A former Minister of the Federal Capital Territory (FCT) Jumoke Akinjide has accused the Economic and Financial Crimes Commission (EFCC) of coercing her to return the N650million that she is accused of laundering.
She prayed Justice Chukeujekwu Aneke of the Federal High Court in Lagos to compel the anti-graft agency to return the money to her.
The EFCC is prosecuting Akinjide alongside two Peoples Democratic Party (PDP) chieftains, Ayo Adeseun and Olanrewaju Otiti, for an alleged fraud of N650m.
The anti-graft agency alleged that she collected N650m from a former Minister of Petroleum Resources, Mrs. Diezani Alison-Madueke, in the build-up to the 2015 general elections.
But in a fresh application by her lawyer, Chief Bolaji Ayorinde (SAN), Akinjide said she had already been coerced by the EFCC to return the N650m.
She prayed the court to quash the charges against her for being an abuse of court processes adding that no prima facie case of fraud was disclosed against her in the proof of evidence filed before the court by the EFCC.

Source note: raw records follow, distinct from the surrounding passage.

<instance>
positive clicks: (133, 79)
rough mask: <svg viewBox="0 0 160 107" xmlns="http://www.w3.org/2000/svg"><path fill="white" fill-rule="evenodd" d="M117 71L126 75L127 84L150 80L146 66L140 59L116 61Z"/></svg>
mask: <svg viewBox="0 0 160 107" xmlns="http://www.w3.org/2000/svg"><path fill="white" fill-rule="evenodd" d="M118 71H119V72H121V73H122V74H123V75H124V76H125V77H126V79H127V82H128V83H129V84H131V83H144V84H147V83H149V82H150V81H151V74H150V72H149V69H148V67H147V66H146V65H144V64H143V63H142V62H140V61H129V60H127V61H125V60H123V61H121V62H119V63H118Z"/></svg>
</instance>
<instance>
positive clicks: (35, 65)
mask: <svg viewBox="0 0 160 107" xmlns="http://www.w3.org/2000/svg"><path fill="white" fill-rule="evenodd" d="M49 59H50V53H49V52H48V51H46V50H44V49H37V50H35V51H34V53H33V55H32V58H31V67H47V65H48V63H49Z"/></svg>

Akinjide said contrary to the claim by the EFCC that she collected N650m from Diezani, the money was actually from the fundraiser organised by the Peoples Democratic Party to fund the re-election campaign of then President Goodluck Jonathan and Vice-President Namadi Sambo.

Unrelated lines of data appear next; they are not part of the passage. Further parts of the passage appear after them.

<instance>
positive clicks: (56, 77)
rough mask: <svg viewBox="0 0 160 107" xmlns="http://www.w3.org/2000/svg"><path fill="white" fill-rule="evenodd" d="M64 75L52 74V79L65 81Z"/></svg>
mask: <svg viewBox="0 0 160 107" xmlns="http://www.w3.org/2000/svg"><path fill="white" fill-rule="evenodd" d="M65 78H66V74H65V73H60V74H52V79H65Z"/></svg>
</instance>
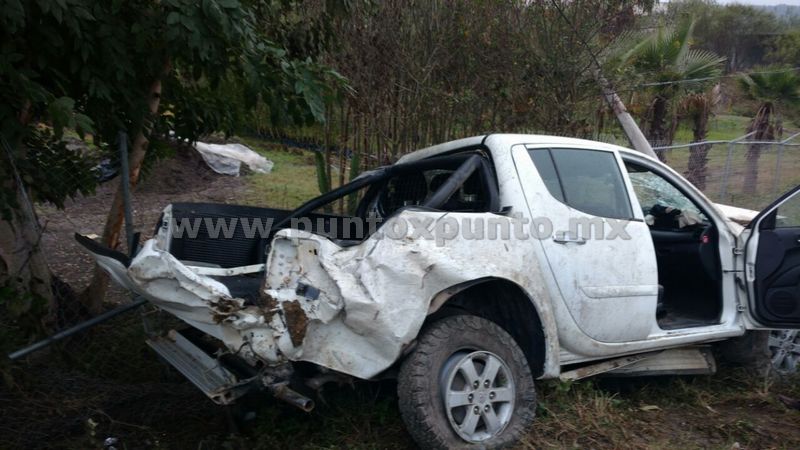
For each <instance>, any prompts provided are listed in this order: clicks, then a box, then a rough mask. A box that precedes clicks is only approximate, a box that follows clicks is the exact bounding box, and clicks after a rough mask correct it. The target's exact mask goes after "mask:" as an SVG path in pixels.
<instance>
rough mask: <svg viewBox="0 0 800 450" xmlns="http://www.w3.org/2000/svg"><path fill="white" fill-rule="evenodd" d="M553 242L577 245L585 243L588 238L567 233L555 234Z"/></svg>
mask: <svg viewBox="0 0 800 450" xmlns="http://www.w3.org/2000/svg"><path fill="white" fill-rule="evenodd" d="M553 242H555V243H556V244H561V245H566V244H575V245H584V244H585V243H586V239H584V238H582V237H571V236H568V235H566V234H563V235H561V236H558V235H556V236H554V237H553Z"/></svg>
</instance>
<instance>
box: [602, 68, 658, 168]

She argued that the EFCC was aware that such fundraising was legal and normal under the Electoral Act 2010; and that the All Progressives Congress also conducted a similar fundraiser and realised N50bn, which it used to fund the electioneering campaign of its presidential candidate, Muhammadu Buhari, and his running mate, Prof Yemi Osinbajo.
She said while PDP members were being “harassed, charged or prosecuted” over the money realised from its fundraiser, “none of the members or candidates of the APC was charged from the conclusion of the 2015 general elections till date on the basis of the N50bn fundraising.”

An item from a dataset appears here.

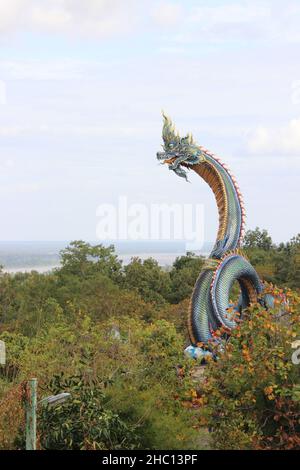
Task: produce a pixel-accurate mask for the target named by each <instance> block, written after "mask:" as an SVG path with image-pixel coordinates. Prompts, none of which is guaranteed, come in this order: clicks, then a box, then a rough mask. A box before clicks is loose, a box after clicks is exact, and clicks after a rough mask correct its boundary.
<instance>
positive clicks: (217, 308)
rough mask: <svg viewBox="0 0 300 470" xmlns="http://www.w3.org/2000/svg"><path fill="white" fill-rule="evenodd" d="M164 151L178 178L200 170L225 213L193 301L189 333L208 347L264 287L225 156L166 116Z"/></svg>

Akinjide said she handled the N650m in her capacity as the Oyo State Coordinator of the Goodluck/Sambo presidential election campaign in Oyo State, adding that “the money was distributed to various groups and sub-coordinators of the PDP in Oyo State as directed by the party in order that the funds may be further distributed to party agents and other workers in the campaign organisation.”
“No single individual received sums in excess of N5m from this political chest,” she said.
She, however, lamented that “soon after the election and the inauguration of a new administration controlled by the APC at the federal level, the respondent (EFCC) was unleashed on leaders of the PDP under the guise of the now well-known ‘fight against corruption’ – which many Nigerians have come to perceive as a persecution of PDP leaders by the APC-controlled administration of the Federal Government of Nigeria.”
Akinjide prayed the court to acquit and discharge her of the fraud charges filed against her by the EFCC.